Morning arrived softly. Kenneth stepped carefully through the silent house, pausing at the bedroom door, heart quickening inexplicably. The egg stood calmly, impossibly blue, humming softly in the quiet air.

As he watched, a gentle sound emerged—soft tapping, delicate scratching, the murmurs of wings. A small beak appeared, bright eyes following, curious and fearless. A robin slipped out gracefully, hopping gently onto the floor, singing softly, testing new wings.

More tapping became gentle cracks, then openings filled with feathers and light. Dozens, then scores, of robins emerged, their small bodies flowing out into the room, wings brushing walls and boxes, songs weaving softly through morning air.

Robins perched lightly on furniture, on stacks of books, on boxes labeled with careful words. Then, in quiet spirals, they rose toward the open windows, lifting gracefully into air fragrant with dawn. Kenneth watched in quiet wonder, his breath softening, heart opening to something he couldn’t name but suddenly remembered clearly.

Outside, Marian stood beside her car, sunlight warm on her face. She had come to speak gently one last time, but now words were unnecessary. She watched the robins flow from the bedroom window, rising in smooth waves, graceful as leaves carried upward by an unseen breeze.

She laughed softly, a gentle, awestruck sound.

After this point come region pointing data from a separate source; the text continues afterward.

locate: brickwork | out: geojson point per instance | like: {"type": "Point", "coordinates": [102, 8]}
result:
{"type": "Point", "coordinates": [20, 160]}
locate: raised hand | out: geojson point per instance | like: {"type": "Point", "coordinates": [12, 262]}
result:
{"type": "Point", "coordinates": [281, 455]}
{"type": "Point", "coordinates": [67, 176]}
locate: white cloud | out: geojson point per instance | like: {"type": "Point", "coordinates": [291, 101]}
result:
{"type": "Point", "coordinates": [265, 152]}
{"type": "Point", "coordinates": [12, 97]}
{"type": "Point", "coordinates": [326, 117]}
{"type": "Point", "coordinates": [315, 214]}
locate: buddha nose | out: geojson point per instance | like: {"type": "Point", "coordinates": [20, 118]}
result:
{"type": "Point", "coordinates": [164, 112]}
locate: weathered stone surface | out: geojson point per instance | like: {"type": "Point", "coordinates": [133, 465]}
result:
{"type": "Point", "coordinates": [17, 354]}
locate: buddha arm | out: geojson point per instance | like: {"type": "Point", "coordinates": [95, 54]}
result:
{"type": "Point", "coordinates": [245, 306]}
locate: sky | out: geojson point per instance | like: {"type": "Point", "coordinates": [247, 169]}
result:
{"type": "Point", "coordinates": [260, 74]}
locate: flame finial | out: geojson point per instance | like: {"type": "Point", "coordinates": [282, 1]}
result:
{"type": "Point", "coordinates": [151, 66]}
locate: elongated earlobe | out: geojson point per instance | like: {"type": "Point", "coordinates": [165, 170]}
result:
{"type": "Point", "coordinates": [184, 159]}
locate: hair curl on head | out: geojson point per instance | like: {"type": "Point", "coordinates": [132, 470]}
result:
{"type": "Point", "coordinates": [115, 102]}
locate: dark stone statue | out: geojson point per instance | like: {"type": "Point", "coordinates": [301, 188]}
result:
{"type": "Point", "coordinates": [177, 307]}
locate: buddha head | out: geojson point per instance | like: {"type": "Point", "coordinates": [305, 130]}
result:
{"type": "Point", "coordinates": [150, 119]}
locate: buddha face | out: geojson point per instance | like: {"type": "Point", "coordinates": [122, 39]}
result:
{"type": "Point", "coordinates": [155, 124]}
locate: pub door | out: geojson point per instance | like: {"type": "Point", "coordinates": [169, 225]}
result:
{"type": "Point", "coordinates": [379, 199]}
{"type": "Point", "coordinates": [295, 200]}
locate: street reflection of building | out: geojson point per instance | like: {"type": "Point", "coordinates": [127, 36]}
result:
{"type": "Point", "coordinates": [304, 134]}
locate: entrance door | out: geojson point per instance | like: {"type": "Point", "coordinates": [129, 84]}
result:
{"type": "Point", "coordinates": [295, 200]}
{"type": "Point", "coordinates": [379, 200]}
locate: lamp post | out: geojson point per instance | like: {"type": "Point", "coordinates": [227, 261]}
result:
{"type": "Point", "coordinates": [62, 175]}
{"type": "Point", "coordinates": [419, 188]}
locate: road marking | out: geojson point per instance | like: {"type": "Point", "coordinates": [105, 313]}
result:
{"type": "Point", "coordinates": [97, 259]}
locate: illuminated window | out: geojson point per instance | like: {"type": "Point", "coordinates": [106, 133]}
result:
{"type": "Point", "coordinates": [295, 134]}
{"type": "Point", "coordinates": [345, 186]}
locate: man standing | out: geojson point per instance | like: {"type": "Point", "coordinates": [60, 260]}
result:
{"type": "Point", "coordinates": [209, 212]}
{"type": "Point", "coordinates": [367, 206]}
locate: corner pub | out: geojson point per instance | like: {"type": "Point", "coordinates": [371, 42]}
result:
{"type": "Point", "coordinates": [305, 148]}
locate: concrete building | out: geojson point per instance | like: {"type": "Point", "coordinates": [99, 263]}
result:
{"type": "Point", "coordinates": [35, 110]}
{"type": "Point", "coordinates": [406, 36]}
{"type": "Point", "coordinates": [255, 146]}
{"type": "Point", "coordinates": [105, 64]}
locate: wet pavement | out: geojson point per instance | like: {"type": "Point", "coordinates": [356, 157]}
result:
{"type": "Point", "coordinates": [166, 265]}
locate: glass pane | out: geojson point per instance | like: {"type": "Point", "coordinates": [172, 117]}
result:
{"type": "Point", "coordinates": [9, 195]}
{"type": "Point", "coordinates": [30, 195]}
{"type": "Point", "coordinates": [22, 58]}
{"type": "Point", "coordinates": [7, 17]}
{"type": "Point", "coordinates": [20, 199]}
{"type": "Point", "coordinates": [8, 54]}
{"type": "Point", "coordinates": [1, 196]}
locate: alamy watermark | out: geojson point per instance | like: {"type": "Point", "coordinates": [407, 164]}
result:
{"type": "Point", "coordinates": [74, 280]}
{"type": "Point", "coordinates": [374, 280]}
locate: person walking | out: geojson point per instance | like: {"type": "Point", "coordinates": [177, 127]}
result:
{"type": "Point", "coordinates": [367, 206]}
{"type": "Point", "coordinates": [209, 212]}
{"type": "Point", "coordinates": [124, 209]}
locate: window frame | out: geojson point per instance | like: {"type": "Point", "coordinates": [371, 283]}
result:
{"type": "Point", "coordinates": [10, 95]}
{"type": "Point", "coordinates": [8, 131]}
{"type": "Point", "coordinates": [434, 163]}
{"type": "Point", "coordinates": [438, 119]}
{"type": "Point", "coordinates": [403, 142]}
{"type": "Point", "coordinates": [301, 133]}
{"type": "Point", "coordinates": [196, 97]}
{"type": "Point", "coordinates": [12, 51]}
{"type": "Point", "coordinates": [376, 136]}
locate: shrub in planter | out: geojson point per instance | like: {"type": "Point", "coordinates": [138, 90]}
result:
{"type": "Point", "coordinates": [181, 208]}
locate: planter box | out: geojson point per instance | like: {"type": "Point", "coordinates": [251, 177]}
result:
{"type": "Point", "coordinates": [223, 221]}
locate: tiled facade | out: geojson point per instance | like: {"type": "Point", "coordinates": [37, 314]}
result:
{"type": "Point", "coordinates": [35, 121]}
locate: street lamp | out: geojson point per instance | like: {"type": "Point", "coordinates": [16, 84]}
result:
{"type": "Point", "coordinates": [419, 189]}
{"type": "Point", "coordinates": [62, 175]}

One robin dipped close, brushing near her cheek, singing a brief, soft greeting before rising again to join the others.

“You finally did it,” Marian whispered, joy and wonder mingling gently inside her chest. “Look at you—flying.”

Above them, the robins rose higher, merging softly into the wide-open sky, singing their quiet songs. No loss. No disappearance. Just gentle transformation, a soft return to what she had always been.

And honestly?

It looked good on her.

This story is part of the DLEIF transmission.